The supernatant was assayed for protein content and subjected to

The supernatant was assayed for protein content and subjected to Western blot analysis to detect anti phospho Akt and anti total Akt. Samples containing equal amounts of pro tein were separated by 10% acrylamide SDS PAGE. The relevant proteins were detected on blots using their specific antibodies. Determination of androstenedione levels Androstenedione levels were determined using EIA at the end of the stimulation. Protein was quantified using the Bradford method. RNA extraction and RT PCR Total RNA was isolated using TRIzol according to the manufacturers instruc tions. The RNA pellets were ethanol precipitated, washed, and resuspended in sterile ribonuclease free water. Qual ity of the RNA was assessed by fractionating it on 1% aga rose gel and observing the presence of the typical 28S and 18S rRNA under UV light.
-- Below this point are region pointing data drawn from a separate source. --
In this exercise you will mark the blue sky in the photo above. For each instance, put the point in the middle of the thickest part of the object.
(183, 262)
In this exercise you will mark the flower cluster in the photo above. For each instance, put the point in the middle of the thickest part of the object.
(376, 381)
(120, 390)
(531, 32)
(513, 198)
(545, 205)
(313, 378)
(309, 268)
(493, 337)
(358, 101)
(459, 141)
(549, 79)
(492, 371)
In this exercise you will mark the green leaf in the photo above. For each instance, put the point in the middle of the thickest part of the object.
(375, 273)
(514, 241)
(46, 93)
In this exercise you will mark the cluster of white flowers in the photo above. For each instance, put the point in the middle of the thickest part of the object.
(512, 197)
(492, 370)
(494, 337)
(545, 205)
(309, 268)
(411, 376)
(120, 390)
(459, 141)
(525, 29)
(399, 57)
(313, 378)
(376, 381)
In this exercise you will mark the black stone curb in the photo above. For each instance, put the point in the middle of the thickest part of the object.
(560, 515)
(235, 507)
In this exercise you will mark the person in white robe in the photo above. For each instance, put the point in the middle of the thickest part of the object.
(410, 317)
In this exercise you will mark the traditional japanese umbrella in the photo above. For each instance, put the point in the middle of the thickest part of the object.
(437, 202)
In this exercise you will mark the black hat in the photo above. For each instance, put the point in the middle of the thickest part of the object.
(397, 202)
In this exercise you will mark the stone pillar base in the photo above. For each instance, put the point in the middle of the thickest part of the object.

RT PCR analyses for bovine CYP17A1, StAR, and 36B4 were performed on total RNAs from cultured theca cells using specific primers. Primers used for bovine CYP17A1 were respectively. In each case, RNAs were describes it reverse transcribed in a final volume of 40 l solution con taining 1× first strand buffer, 500 M each deoxynucleotide triphosphate, 10 mM dithiothreitol, 200 U SuperScript III RNase H free reverse transcriptase, 200 ng random hexamers, and 2 g total RNA. The target cDNAs were amplified for 30 cycles and 25 cycles, respectively, in a thermal cycler using deoxynucleotide triphosphate and 1. 5 U of TaKaRa Ex Taq. Aliquots of PCR products were electrophoresed on 1. 5% agarose gels and stained with ethidium bromide.

The relative integrated density of each band was scanned and digitized using FluorChem, the ratios of densitometric read ings of the amplified target cDNA and internal control, 36B4, DNA were analyzed. Statistical analysis All experiments were selleck repeated at least three times using theca cells obtained from separate groups of bovines. Data were subjected to ANOVA. Group means were contrasted using Tukeys post hoc multiple comparison test. P 0. 05 was considered significant. All values are expressed as mean SEM. Results Experiment 1 LH increases phospho Akt content in bovine theca cells Total Akt was present in theca cells at 0 h and remained constant during culture with LH. During the 5 min to 8 h of culture, Akt was not phosphorylated by LH. However, the amount of phospho Akt began to increase at 12 h and reached its highest level at 24 h after addition of LH.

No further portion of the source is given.